Esta novedad disgusta profundamente a los realistas extremados, que de cierto ven ir en descenso su preponderancia, y demorarse por tiempo indefinido, tal vez desaparecer para siempre su anhelo de ver ceñido de la real diadema al príncipe su favorito. Los liberales por el contrario sienten una alegría instintiva: sin prendas ni seguridades de mejorar de fortuna, tienen el presentimiento de que el cambio ha de serles favorable. Las noticias, aunque vagas, de las tendencias políticas de la nueva reina; palabras de afabilidad dichas a los emigrados que la saludaron y la felicitaron antes de entrar en el suelo español; sus dulces modales, y la misma desazón y desabrimiento de los realistas, si no les dan certidumbre ni confianza, les infunden esperanzas no locas. Por lo mismo sus demostraciones de afecto y de adhesión revelan una sinceridad que contrasta con las tibias y como forzadas de los hombres del opuesto bando. No se oculta esta diferencia al claro entendimiento de la joven Cristina, y su razón y su corazón la llevan naturalmente a favorecer y distinguir a aquellos en quienes ve más sincero cariño.

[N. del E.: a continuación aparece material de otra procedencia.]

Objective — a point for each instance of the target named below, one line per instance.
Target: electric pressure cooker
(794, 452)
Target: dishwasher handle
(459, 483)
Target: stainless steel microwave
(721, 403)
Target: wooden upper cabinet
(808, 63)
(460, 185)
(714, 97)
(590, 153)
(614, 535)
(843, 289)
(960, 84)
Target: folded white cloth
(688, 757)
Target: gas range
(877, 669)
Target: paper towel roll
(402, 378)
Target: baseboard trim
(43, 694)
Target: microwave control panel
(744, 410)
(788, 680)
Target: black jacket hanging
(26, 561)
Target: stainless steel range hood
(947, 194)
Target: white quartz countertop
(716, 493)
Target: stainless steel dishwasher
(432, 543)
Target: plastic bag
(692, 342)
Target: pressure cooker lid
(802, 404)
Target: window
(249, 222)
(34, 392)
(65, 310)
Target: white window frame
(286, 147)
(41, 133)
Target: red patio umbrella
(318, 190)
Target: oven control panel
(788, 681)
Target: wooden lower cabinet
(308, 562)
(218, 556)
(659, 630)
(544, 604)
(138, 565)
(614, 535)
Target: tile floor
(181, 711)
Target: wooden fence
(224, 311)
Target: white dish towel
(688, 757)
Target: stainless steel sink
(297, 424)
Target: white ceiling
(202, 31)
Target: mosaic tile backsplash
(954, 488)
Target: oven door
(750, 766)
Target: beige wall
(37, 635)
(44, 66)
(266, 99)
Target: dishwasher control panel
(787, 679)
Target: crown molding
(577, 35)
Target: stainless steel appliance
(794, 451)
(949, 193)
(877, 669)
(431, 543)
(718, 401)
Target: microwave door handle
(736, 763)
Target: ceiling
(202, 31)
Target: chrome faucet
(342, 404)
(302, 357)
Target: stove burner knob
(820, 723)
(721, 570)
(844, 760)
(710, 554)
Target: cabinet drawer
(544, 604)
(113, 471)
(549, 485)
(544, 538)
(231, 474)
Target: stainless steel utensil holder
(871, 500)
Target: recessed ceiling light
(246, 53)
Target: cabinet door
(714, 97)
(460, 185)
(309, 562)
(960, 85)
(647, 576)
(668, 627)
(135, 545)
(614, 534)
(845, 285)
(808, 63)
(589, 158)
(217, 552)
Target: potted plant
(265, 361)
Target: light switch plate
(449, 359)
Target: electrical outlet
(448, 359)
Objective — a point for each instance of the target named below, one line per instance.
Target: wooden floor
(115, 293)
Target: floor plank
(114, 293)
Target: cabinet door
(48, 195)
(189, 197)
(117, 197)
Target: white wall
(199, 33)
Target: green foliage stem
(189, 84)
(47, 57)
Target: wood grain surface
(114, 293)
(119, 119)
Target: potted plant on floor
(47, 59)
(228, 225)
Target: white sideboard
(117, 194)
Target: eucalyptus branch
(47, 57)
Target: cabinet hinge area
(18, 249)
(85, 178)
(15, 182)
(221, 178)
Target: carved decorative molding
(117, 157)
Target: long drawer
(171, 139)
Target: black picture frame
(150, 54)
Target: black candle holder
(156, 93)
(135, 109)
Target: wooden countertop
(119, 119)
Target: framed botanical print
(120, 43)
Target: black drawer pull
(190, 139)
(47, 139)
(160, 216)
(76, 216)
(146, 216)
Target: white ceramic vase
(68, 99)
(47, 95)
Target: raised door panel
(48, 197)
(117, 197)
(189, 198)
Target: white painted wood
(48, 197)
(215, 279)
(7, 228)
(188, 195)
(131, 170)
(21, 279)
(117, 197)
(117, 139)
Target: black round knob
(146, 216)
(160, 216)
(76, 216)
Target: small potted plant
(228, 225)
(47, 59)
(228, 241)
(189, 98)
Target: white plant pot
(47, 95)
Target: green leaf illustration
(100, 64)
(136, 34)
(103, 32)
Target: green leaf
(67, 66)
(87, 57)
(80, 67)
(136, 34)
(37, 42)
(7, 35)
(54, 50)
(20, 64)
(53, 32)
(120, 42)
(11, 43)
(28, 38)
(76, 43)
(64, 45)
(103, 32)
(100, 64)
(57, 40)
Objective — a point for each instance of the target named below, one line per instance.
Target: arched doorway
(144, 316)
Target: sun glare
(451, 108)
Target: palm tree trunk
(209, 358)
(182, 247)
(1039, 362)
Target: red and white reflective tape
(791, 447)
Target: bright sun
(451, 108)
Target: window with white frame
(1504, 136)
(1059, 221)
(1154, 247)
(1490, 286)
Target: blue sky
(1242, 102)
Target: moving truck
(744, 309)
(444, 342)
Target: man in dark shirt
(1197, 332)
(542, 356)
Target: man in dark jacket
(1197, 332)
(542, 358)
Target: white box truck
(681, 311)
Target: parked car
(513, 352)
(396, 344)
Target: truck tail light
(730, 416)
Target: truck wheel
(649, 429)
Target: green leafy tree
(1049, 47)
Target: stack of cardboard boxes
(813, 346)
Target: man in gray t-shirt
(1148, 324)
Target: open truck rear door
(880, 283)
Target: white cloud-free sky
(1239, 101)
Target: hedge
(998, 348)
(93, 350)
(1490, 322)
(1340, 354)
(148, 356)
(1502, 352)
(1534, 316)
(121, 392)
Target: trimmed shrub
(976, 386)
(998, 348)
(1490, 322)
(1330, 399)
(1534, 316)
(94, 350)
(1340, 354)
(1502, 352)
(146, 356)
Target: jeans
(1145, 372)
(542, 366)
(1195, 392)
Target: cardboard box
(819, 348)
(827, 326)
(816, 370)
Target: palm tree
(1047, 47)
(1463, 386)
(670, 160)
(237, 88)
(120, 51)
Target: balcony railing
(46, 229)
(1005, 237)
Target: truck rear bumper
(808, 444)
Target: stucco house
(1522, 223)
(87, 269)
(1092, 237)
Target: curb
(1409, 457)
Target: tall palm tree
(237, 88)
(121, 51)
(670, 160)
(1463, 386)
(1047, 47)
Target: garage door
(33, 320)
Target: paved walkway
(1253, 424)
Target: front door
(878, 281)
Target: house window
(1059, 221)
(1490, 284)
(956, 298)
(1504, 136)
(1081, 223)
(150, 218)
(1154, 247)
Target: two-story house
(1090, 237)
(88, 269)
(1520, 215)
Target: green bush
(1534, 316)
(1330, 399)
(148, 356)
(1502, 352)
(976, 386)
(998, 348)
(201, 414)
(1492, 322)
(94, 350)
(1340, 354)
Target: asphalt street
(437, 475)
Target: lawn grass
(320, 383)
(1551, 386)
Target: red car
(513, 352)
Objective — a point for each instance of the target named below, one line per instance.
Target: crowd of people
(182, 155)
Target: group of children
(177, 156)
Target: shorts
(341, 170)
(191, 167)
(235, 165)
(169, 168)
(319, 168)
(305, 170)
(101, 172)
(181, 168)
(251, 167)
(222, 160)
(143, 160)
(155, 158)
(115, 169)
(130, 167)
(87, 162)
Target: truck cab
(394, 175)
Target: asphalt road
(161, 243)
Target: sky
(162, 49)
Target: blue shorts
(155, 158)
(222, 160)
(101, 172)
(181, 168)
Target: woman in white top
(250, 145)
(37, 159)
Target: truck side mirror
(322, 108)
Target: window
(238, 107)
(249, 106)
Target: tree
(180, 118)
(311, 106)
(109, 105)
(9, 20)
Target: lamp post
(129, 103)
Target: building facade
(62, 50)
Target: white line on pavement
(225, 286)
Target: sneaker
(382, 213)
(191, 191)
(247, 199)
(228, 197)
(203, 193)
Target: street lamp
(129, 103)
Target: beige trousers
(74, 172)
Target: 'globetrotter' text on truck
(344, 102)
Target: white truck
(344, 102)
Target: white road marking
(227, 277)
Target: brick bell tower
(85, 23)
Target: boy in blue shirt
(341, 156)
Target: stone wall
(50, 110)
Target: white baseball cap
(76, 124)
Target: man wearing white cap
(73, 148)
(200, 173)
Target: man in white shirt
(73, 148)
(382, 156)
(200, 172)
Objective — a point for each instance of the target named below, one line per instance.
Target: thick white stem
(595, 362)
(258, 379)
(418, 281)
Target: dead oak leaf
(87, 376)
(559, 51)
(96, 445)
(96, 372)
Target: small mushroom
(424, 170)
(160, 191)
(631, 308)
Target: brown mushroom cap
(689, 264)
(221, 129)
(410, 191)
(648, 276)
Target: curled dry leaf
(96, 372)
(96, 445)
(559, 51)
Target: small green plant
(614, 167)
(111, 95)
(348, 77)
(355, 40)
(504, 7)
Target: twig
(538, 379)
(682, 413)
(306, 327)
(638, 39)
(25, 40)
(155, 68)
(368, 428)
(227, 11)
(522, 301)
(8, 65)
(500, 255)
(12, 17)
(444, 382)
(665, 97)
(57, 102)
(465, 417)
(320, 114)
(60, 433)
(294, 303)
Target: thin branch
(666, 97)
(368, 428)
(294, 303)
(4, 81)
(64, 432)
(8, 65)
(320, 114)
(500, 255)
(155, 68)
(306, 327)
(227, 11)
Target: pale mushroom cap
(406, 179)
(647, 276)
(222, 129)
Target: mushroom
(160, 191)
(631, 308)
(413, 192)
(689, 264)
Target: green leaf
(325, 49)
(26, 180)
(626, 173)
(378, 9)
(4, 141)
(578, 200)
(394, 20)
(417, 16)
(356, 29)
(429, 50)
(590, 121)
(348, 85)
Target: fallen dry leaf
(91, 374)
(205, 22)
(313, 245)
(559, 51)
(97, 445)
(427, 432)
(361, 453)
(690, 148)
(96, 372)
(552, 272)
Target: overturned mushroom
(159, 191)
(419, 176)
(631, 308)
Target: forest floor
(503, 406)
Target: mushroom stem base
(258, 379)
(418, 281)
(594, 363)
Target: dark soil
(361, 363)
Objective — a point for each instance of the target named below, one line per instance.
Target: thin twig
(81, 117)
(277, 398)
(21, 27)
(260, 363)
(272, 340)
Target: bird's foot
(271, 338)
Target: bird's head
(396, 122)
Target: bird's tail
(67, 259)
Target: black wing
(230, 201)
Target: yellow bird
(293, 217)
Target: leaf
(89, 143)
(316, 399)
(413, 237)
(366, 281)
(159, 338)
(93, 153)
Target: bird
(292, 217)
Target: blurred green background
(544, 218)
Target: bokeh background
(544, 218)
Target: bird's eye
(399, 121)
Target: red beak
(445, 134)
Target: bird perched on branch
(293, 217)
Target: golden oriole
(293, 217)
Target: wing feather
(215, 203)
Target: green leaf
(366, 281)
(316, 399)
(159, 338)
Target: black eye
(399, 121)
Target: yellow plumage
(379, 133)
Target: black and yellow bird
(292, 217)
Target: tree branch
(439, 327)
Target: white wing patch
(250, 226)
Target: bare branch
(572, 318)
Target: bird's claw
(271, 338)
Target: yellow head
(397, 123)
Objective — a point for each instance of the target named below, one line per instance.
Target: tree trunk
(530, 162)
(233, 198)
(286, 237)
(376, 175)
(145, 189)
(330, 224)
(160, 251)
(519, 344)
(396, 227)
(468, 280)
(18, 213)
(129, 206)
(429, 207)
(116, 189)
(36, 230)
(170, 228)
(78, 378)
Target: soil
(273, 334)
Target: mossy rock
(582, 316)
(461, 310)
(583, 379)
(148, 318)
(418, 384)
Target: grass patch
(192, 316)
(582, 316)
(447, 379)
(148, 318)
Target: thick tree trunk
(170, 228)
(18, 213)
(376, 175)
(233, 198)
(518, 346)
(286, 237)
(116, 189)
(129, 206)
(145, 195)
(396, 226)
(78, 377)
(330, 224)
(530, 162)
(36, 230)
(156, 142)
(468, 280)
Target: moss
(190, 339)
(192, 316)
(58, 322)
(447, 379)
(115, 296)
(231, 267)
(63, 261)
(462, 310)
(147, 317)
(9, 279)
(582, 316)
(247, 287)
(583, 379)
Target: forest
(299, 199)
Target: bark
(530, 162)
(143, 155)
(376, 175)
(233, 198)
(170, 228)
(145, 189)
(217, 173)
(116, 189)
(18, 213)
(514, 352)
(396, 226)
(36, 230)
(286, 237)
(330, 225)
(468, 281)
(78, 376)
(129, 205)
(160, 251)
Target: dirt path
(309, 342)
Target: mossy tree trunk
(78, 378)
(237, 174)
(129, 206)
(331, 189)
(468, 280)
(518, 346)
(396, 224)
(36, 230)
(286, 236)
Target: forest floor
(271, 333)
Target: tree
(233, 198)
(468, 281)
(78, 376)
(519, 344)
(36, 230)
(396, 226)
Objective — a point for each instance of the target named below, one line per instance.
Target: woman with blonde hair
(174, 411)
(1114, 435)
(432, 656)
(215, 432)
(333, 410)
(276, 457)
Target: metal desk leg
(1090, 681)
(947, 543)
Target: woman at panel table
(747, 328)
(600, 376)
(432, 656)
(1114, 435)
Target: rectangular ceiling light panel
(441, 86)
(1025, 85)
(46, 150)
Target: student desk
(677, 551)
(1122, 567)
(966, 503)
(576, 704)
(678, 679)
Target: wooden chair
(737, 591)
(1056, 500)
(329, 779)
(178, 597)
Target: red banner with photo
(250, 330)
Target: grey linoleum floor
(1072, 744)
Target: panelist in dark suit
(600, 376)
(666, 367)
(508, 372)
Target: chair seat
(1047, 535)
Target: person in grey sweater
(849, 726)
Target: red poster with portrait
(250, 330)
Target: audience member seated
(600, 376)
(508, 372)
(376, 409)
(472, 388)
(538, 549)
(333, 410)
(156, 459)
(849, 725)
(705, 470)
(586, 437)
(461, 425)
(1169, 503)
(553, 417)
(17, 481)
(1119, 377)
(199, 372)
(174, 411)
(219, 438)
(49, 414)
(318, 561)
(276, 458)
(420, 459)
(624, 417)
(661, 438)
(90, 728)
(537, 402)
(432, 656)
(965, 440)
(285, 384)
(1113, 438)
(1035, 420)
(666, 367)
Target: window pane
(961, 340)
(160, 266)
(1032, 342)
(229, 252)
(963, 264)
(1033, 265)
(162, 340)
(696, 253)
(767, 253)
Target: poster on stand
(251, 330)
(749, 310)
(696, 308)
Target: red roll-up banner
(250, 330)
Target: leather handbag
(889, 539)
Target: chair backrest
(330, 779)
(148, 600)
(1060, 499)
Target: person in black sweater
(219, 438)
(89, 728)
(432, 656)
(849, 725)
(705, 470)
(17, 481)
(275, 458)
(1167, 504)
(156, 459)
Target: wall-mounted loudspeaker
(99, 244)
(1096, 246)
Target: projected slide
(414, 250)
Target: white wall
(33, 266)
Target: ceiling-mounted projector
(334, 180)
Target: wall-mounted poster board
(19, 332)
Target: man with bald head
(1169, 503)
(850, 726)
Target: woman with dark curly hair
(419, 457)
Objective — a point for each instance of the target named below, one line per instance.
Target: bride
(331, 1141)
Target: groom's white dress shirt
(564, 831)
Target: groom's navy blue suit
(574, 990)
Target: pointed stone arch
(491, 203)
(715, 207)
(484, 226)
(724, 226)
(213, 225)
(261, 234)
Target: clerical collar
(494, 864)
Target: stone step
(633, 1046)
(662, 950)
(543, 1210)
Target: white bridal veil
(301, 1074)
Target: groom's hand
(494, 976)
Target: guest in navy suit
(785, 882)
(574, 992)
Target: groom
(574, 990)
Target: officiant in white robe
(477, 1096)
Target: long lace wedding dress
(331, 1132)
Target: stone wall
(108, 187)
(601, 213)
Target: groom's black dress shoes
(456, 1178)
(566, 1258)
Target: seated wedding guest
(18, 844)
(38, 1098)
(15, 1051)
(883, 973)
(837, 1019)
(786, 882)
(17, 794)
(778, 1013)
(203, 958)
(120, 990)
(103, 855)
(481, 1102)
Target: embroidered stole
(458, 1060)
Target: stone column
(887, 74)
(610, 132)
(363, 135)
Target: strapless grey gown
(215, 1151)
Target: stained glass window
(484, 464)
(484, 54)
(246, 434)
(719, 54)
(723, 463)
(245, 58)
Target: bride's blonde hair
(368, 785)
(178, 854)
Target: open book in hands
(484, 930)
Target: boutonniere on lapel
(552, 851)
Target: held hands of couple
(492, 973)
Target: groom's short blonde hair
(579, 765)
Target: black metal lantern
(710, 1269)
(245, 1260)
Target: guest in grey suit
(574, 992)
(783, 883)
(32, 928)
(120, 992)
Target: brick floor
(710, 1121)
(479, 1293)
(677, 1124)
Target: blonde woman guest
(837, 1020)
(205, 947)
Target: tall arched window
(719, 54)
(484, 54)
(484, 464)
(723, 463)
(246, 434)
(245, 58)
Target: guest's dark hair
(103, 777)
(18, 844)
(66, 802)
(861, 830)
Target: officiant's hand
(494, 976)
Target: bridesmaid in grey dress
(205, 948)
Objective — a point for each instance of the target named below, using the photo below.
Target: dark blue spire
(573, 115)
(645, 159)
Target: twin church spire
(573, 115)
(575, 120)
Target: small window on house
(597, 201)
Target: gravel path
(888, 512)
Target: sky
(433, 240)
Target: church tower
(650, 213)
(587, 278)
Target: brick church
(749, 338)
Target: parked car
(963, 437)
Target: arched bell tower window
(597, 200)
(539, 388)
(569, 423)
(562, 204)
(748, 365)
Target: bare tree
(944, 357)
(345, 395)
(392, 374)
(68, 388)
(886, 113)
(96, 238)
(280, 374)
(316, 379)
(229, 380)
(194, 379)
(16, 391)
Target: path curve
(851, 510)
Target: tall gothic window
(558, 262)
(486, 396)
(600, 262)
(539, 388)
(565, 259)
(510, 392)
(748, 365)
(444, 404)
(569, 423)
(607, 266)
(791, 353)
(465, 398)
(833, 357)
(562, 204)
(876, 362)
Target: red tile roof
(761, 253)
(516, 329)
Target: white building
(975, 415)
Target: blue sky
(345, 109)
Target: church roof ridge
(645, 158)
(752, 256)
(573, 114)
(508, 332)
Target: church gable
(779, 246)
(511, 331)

Confiaban aún los carlistas en que Fernando no habría de tener prole, atendido su estado valetudinario: esperanza que solo les duró los pocos meses que tardó la reina en sentir los síntomas más halagüeños para la que anhela ser madre, y tan lisonjeros para el rey como de desesperación para don Carlos y su partido. Buscando éstos todavía razones con apariencia de legales que condujeran a sus fines, creyeron hallar una, al menos para el caso en que lo que la reina llevaba en su seno fuese hembra, en el Auto Acordado de Felipe V, que alteraba la ley de sucesión respecto a las hembras, contra el voto general y con repugnancia de la nación introducido en España, no muy solemnemente revocado después, y por tanto a juicio de algunos vigente. Pero Fernando, bien aconsejado esta vez, se previene oportunamente contra este último recurso de la ambición y de la malicia; reviste la derogación del Auto Acordado de todas las formas y solemnidades que pudieran faltarle; publica la Pragmática-sanción de su augusto padre; restablece las antiguas leyes de Castilla en punto a sucesión; y fija de un modo terminante y claro el derecho. Los realistas templados, los realistas de Fernando se alegran; los liberales lo aplauden; los realistas apostólicos, los realistas de don Carlos lo reciben con rabiosa indignación. Ni aun la apariencia de legalidad les queda ya para cohonestar sus proyectos: no les resta sino la postrera apelación de la injusticia, la fuerza.

En este estado se verifica el acontecimiento por todos con viva ansiedad y con opuestas aspiraciones y contrarios afectos esperado. La bandera nacional y el estampido del cañón, con gran contentamiento de unos, con gran pesadumbre de otros, anuncia a los españoles que la reina Cristina ha dado a luz el primer fruto de su matrimonio, y que Fernando VII ha logrado sucesión directa a la corona (1830). El regio vástago es la princesa Isabel, la que está destinada por la Providencia y por las leyes de Castilla a ser reina de España. ¿Lo será sin contradicción? No; grandes contrariedades rodearán y fuertes sacudimientos conmoverán todavía la cuna en que se mece la tierna y augusta princesa. Pero el que desde lo alto dirige con mano omnipotente los destinos de las sociedades humanas, y las encamina hacia el progreso y la perfección, no sin hacerlas pasar a veces por rudas pruebas y combates, para que mejor sepan agradecer su benéfico y providencial influjo, hará que la fuerza venga también en apoyo del derecho, para que el triunfo en una lucha material, para que la voluntad probada de los pueblos sellada con el martirio y con la sangre, robustezca la legitimidad de la tradición, de la herencia y de las leyes, y no falte ningún orden de derechos y de títulos a la que está llamada a sentarse para el bien de España en el trono de San Fernando.